Le souvenir du sort réservé à Khodorkovski Propriété de l’oligarque Vladimir Evtouchenkov, riche patron du groupe AFK Sistema, Bachneft était considérée comme la sixième compagnie pétrolière russe, jusqu’à ce que, en septembre 2014, l’État, aux abois face à la crise, réclame son retour dans son giron. La compagnie, acquise en 2009 par M. Evtouchenkov, l’a été "illégalement", avaient fait valoir les autorités.

Les actionnaires d’AFK Sistema ont tenté de résister, un peu, mais pas trop : leur patron a été sur-le-champ placé en résidence surveillée et chacun garde bien en mémoire le sort réservé à l’ex-oligarque Mikhaïl Khodor­kovski, emprisonné pendant dix ans tandis que son groupe, Ioukos, était dépecé. En échange de la libération de son dirigeant, trois mois plus tard, Bachneft avait donc changé de mains.

En mai, Vladimir Poutine a exclu par décret l’entreprise des "biens stratégiques" de Russie, ouvrant ainsi la voie à sa privatisation. Deuxième groupe pétrolier russe, Loukoïl, le seul acteur privé dans ce domaine, s’était mis sans tarder sur les rangs. Il devra renoncer.

Car Rosneft entend bien absorber Bachneft. Or, la holding de Rosneft étant détenue par l’État, les "libéraux" du gouvernement, dont fait partie M. Oulioukaiev, ne voyaient pas d’un bon œil cette opération. "De mon point de vue, ce n’est pas un bon acheteur pour un tel actif", dit-il le 29 juillet, ajoutant, quelques jours plus tard : "Les sociétés d’État ne devraient pas participer aux privatisations."

Au sein de l’équipe dirigeante, les débats sont vifs sur cette question et même le conseiller de M. Poutine, Andreï Belooussov, estime que ce serait "une sottise si une compagnie publique participait à la privatisation d’une autre".

Le président russe a fini par siffler la fin des discussions le 1er septembre. "Ce n’est pas la meilleure option, a déclaré M. Poutine, mais en fin de compte, ce qui importe, c’est qui donnera le plus d’argent aux enchères. En ce sens, nous ne pouvons discriminer aucun participant."

"Les 'intouchables' n’ont jamais existé" Message compris. Dès le lendemain, M. Oulioukaiev assure : "Du point de vue juridique, Rosneft peut participer à la privatisation." En octobre, tout est réglé. Le ministère de l’économie annonce sur son site que 50,7 % du capital ont été cédés : "L’acheteur est Rosneft.

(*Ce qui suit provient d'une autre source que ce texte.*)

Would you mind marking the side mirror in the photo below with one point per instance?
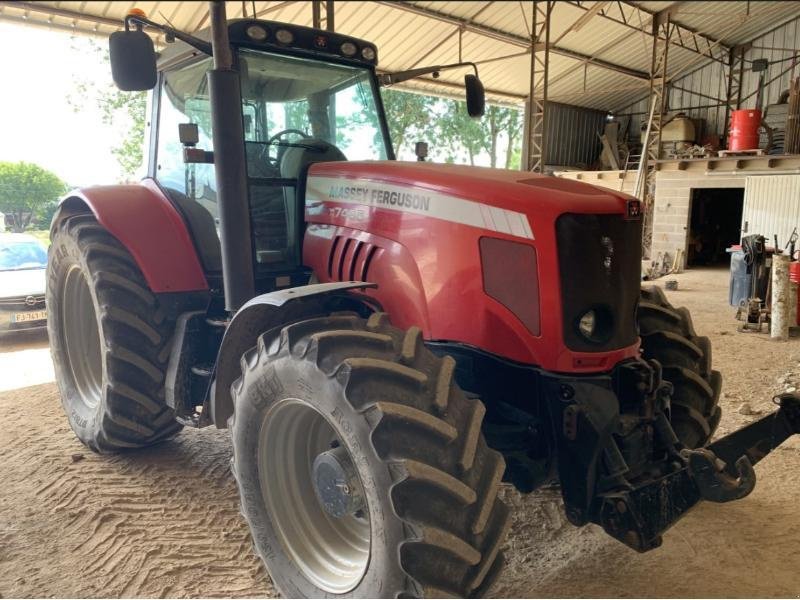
(133, 60)
(476, 98)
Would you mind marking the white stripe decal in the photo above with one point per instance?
(418, 201)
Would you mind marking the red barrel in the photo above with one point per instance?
(794, 277)
(743, 133)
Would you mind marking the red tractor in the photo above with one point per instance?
(386, 341)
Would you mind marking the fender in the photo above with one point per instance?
(143, 219)
(266, 312)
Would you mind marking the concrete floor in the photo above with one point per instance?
(165, 521)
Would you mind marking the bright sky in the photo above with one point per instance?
(37, 124)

Toute la somme, 329 milliards de roubles, sera versée au budget fédéral." Prochaine étape : la mise sur le marché d’une petite partie (19,5 %) des actions de Rosneft elle-même.

Faut-il alors voir dans la chute du ministre de l’économie une nouvelle défaite des "libéraux" comme on appelle, en Russie, ceux qui ont participé, de près ou de loin, à la conversion au libéralisme du pays sur les décombres de l’Union soviétique (URSS) dans les années 1990 ? Rien n’est moins sûr, car cette étiquette ne recouvre plus guère de réalité aujourd’hui. Les "siloviki" eux-mêmes, représentant les services de sécurité, le FSB ou l’armée, ne forment plus un groupe homogène.

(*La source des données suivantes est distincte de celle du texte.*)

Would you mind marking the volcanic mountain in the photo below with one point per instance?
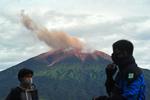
(63, 75)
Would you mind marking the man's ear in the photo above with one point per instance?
(125, 53)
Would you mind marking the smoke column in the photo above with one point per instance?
(54, 39)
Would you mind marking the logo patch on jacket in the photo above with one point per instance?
(130, 75)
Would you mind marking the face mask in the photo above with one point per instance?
(28, 81)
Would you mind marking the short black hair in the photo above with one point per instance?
(124, 45)
(23, 72)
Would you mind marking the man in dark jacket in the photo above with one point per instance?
(128, 83)
(26, 90)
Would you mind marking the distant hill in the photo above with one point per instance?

"Beaucoup de clans, plus ou moins proches du centre, se comportaient de façon indépendante. L’État n’y faisait pas trop attention jusqu’à la crise mais aujourd’hui, avec la pauvreté de la population, il cherche à réduire les dépenses et à montrer qu’il agit contre la corruption", analyse Nikolaï Mironov, le directeur du Centre des réformes politiques et économiques.

"Les “intouchables” n’ont jamais existé, tout le monde peut tomber, sauf un [le président]", ajoute-t-il. Sans doute M. Oulioukaiev paie-t-il aussi ses analyses, peu goûtées, sur les risques de "stagnation" de l’économie russe pour les vingt prochaines années…

"Sur le plan économique, il n’y a aucun changement, donc on change le personnel", avance Alexeï Kalatchev, à la tête d’un groupe d’experts politiques. La lutte contre la corruption fait partie des thèmes avancés par M. Poutine pour sa réélection en 2018. Les fonctionnaires, eux, restent plus que jamais sous pression.